Nigeria’s real Gross Domestic Product (GDP) growth rate further declined to 3.86 percent in the first quarter of the year (Q1 2015) compared to 5.94 percent the previous quarter, according to the National Bureau of Statistics (NBS).
Also, the Consumer Price Index (CPI) which measures inflation rose further to 8.7 per cent in April compared to 8.5 percent in March.
However, the country’s GDP growth rate was lower by 2.25 percent points from the preceding quarter and by 1.98 per cent from the corresponding quarter of 2014.
According to the GDP first quarter report released yesterday by the statistical agency, Quarter on quarter, real GDP was lower by 11.57 per cent.
Nominal GDP in Q1 2015 was estimated at N21.04 trillion compared to N24.20 trillion in Q4 as well as N20.16 trillion in the corresponding quarter of 2014.
The NBS stated that relative to the preceding quarter value of N24.20 trillion, nominal growth was lower by 13.07 per cent.
It further noted that the depressed global oil prices, as well as challenges in supply in the country prevailed over the period under review as oil production stood at 2.18 million barrels per day (mbpd) in Q1 of 2015, remaining at the same level as it was in the preceding quarter, and 0.08mbpd lower than the 2.24mbpd recorded in Q1 of 2014.
It said oil sector contribution to GDP was negative at -8.15ercent, representing further decline of 1.55 percent from -6.60 per cent in Q1 2014.
“Nonetheless, quarter on quarter growth remained positive, at 3.08 per cent As a share of the economy, the Oil sector repre- sented 10.45 per cent of total real GDP, down 1.38 per cent points from the 11.83% recorded a year earlier, yet up 1.49 per cent from the 8.97 per cent recorded in Q4 of 2014,” it added.
However, it stated that growth in the non-oil sector was largely driven by the activities of trade, crop production, other services, construction and telecommunications.
The non-oil sector grew by 5.59 percent in real terms in Q1 2015, representing a decline of 2.62 per cent when compared to the 8.21 per cent recorded the previous year as well as a decline of 0.85 per cent from the value of 6.44 percent recorded the preceding quarter.
Meanwhile, the NBS attributed the 0.2 per cent increase in headline index to faster pace of increases in the food and core sub- indices.
Core inflation “increased at a faster pace for the fourth consecutive month.
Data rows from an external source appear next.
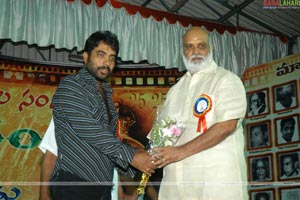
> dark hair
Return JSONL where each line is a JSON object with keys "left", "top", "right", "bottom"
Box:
{"left": 248, "top": 91, "right": 266, "bottom": 111}
{"left": 257, "top": 91, "right": 266, "bottom": 101}
{"left": 84, "top": 31, "right": 119, "bottom": 56}
{"left": 250, "top": 124, "right": 268, "bottom": 134}
{"left": 255, "top": 192, "right": 269, "bottom": 200}
{"left": 280, "top": 117, "right": 295, "bottom": 128}
{"left": 282, "top": 153, "right": 299, "bottom": 163}
{"left": 250, "top": 124, "right": 269, "bottom": 148}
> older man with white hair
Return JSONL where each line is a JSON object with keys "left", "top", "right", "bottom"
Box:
{"left": 153, "top": 26, "right": 248, "bottom": 200}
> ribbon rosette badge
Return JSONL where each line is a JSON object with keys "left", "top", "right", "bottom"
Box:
{"left": 136, "top": 117, "right": 185, "bottom": 196}
{"left": 193, "top": 94, "right": 212, "bottom": 133}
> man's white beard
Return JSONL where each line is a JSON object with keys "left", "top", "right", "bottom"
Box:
{"left": 182, "top": 51, "right": 213, "bottom": 74}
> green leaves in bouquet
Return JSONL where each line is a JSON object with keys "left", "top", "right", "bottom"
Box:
{"left": 149, "top": 118, "right": 179, "bottom": 147}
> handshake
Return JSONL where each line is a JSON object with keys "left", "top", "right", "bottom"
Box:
{"left": 132, "top": 145, "right": 184, "bottom": 195}
{"left": 131, "top": 147, "right": 172, "bottom": 196}
{"left": 131, "top": 146, "right": 176, "bottom": 176}
{"left": 132, "top": 117, "right": 185, "bottom": 175}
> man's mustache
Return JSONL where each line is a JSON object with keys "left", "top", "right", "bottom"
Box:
{"left": 97, "top": 66, "right": 111, "bottom": 72}
{"left": 190, "top": 54, "right": 205, "bottom": 60}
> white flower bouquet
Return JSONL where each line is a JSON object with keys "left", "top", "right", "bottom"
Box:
{"left": 149, "top": 117, "right": 184, "bottom": 148}
{"left": 137, "top": 117, "right": 185, "bottom": 195}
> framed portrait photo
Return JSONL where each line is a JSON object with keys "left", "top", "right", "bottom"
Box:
{"left": 247, "top": 88, "right": 270, "bottom": 118}
{"left": 274, "top": 114, "right": 300, "bottom": 146}
{"left": 276, "top": 150, "right": 300, "bottom": 181}
{"left": 248, "top": 154, "right": 274, "bottom": 183}
{"left": 250, "top": 189, "right": 275, "bottom": 200}
{"left": 279, "top": 186, "right": 300, "bottom": 200}
{"left": 246, "top": 120, "right": 272, "bottom": 150}
{"left": 272, "top": 81, "right": 299, "bottom": 113}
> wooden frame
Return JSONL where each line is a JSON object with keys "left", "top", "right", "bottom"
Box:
{"left": 249, "top": 188, "right": 275, "bottom": 200}
{"left": 272, "top": 80, "right": 299, "bottom": 113}
{"left": 278, "top": 186, "right": 300, "bottom": 200}
{"left": 248, "top": 153, "right": 274, "bottom": 183}
{"left": 274, "top": 114, "right": 300, "bottom": 146}
{"left": 246, "top": 120, "right": 272, "bottom": 151}
{"left": 246, "top": 88, "right": 270, "bottom": 118}
{"left": 276, "top": 150, "right": 300, "bottom": 181}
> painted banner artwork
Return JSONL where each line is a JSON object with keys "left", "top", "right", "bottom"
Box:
{"left": 0, "top": 58, "right": 182, "bottom": 199}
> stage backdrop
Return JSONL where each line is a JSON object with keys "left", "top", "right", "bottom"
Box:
{"left": 2, "top": 54, "right": 299, "bottom": 200}
{"left": 242, "top": 54, "right": 300, "bottom": 200}
{"left": 0, "top": 57, "right": 183, "bottom": 200}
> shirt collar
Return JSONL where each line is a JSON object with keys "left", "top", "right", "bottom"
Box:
{"left": 78, "top": 67, "right": 112, "bottom": 94}
{"left": 78, "top": 67, "right": 99, "bottom": 90}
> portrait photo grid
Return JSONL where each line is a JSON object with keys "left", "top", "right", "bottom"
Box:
{"left": 242, "top": 54, "right": 300, "bottom": 200}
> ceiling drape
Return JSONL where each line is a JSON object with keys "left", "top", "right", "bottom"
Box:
{"left": 0, "top": 0, "right": 288, "bottom": 74}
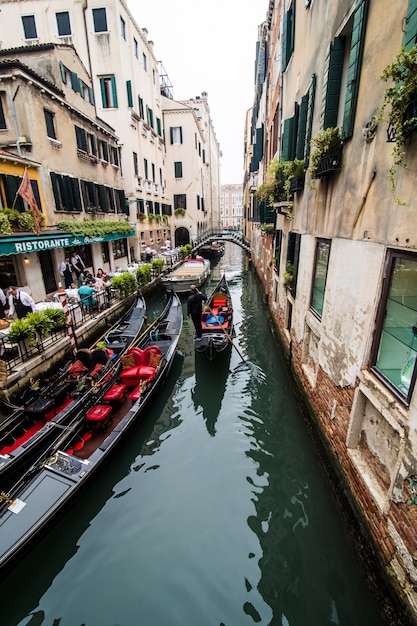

Prices rose by 7.7 percent (year-on-year), up by 0.2 percentage points from 7.5 percent in March with the strongest increases recorded in the Clothing and Footwear, Furnishings and Household Equipment Maintenance; and Restaurants and Hotels Divisions.”
It said:”On a month-on-month basis, the highest price increases were recorded in the potatoes, yam and other tubers, oils and fats and bread and cereal groups. The average annual rate of change of the food sub-index for the twelve-month period ending in April 2015 over the previous twelve month average was 9.5 percent. The twelve month rate of change has held steady for eleven consecutive months.”